Guillermo del Toro, Netflix’te yayınlanacak yeni filmi Pinocchio hakkında konuşurken jüri başkanlığını yaptığı 75. Venedik Film Festivali’nde Altın Aslan’ı kazanan Alfonso Cuarón imzalı Roma’yla ilgili düşüncelerini de dile getirdi.
Geçtiğimiz yıl Suyun Sesi – The Shape of Water’la Oscar kazanan Guillermo del Toro, Netflix’te yayınlanacak yeni filmi Pinocchio’nun hazırlıklarıyla uğraşıyor. Bilindiği üzere film, klasikleşmiş Pinocchio masalını yeniden anlatacak. Stop-motion olarak çekilecek film, 1930’ların İtalyası’nda geçecek.
Uzun zamandır bu projeyi hayata geçirmek isteyen başarılı yönetmen, Collider’a verdiği bir demeçte yeni filmi hakkında konuştu. Hayatı boyunca animasyonlara karşı özel bir ilgisi olduğunu belirten del Toro, kişisel olarak karakterle derin bir bağ kurduğunu belirtti. Pinokyo’yu Frankenstein’a çok benzeten yönetmen, bu filmi neden çekmek istediğini şu şekilde açıkladı:
“Çocukken Pinokyo figürü ile aramda bir yakınlık hissettim. Kendisiyle ve sevilip sevilmemesiyle yakından ilgilendim. Sevilmek için gerçek bir çocuğa dönüşmeli mi? Neden olduğu gibi sevilmiyor? Neden sevgi dolu ebeveynlerin kusurlu çocukları olmasın? Bunlar benim karaktere bağlandığım şeylerdi.
Benim için Pinokyo’nun güzelliği, onun mükemmel bir yaratık olmamasından geliyor. O çok zor bir çocuk. Ama istediği şeyler ile diğerleri arasındaki sınırı öğrenen bir çocuk. Bu açıdan Frankenstein’a çok benziyor: Kendisinden uzaklaşan bir baba tarafından doğal olmayan yollarla yaratılan ve başarısızlık, acı ve yalnızlık ile dünyanın yollarını öğrenmek zorunda olan bir yaratık. Bu yüzden insanların Pinokyo’yu algılayış şekillerinden çok farklı. Onu görüyorum ve Pinokyo’nun tuhaf, garip bir yaratık olduğunu düşünüyorum ve bu yüzden onu seviyorum.”

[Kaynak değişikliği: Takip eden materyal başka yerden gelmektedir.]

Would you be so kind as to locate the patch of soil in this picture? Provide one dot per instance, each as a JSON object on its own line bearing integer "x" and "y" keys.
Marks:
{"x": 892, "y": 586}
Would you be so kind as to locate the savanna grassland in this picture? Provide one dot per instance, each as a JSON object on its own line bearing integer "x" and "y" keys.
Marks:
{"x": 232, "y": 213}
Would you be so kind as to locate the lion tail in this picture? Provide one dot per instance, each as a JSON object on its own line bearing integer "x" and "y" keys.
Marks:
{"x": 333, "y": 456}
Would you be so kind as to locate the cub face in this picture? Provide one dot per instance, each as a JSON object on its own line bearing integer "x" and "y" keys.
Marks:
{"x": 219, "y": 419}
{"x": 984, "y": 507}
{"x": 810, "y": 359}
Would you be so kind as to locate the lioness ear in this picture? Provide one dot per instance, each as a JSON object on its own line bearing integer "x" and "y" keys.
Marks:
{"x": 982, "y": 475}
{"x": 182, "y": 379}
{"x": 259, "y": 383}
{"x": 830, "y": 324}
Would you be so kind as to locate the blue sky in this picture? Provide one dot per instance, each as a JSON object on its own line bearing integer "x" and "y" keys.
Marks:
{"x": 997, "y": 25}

Bununla beraber, del Toro, faşizmin yükselişi sırasında yaşayan bir kukla olduğu için Pinocchio’nun politik bir film olacağını sözlerine ekledi. 1930’ların İtalyası’nı, filme iyi bir şekilde yansıtacağını belirtti.
Guillermo del Toro: “Roma Favori Filmlerimden Biri.”
Öte yandan del Toro, yakın arkadaşı Alfonso Cuarón’un tüm dünyada ses getiren yeni filmi Roma hakkında da konuştu. Yönetmenin jüri başkanlığını yaptığı 75. Venedik Film Festivali’nde Altın Aslan Ödülü’nü kazanan Roma, hem sinemalarda hem de Netflix’te gösterildi.
Netflix’in, Roma üzerinden sektördeki dengeleri değiştirmesiyle ilgili olarak del Toro, “Bence sistem, önümüzdeki beş yıl içinde büyük ölçüde değişecek. Tüm stüdyolar kendi yayın platformlarını hazırlamaya başladılar. On yıldır Pinocchio üzerinde çalışıyorum ve Hollywood’daki her stüdyoya gittim ve hepsi hayır dedi. O zaman bana evet diyen kişi, Netflix’ti. Sistem sürekli değişiyor. Hikâyeleri anlatmaya devam etmemiz gereken bir görevimiz var ve en önemlisi anlatmak istediğimiz hikâyelere karşı olan tutkumuzu korumak.” açıklamasını yaptı. Ayrıca Netflix’in, Oscar kazanan yönetmenlere destek olmasından memnun olduğunu belirtti.
Guillermo del Toro, ödül sezonuna damga vurması beklenen Roma’yı favori filmlerinden biri olarak görüyor. Roma’yı bu kadar sevmesinin nedeni, Cuarón’un kendi çocukluğundan bir hikâye anlatmasına rağmen, bunu bir çocuğun bakış açısından ele almaması. Cuarón’un bu yaklaşımından çok etkilenen Del Toro, bu açıdan yönetmene hayran kalmış.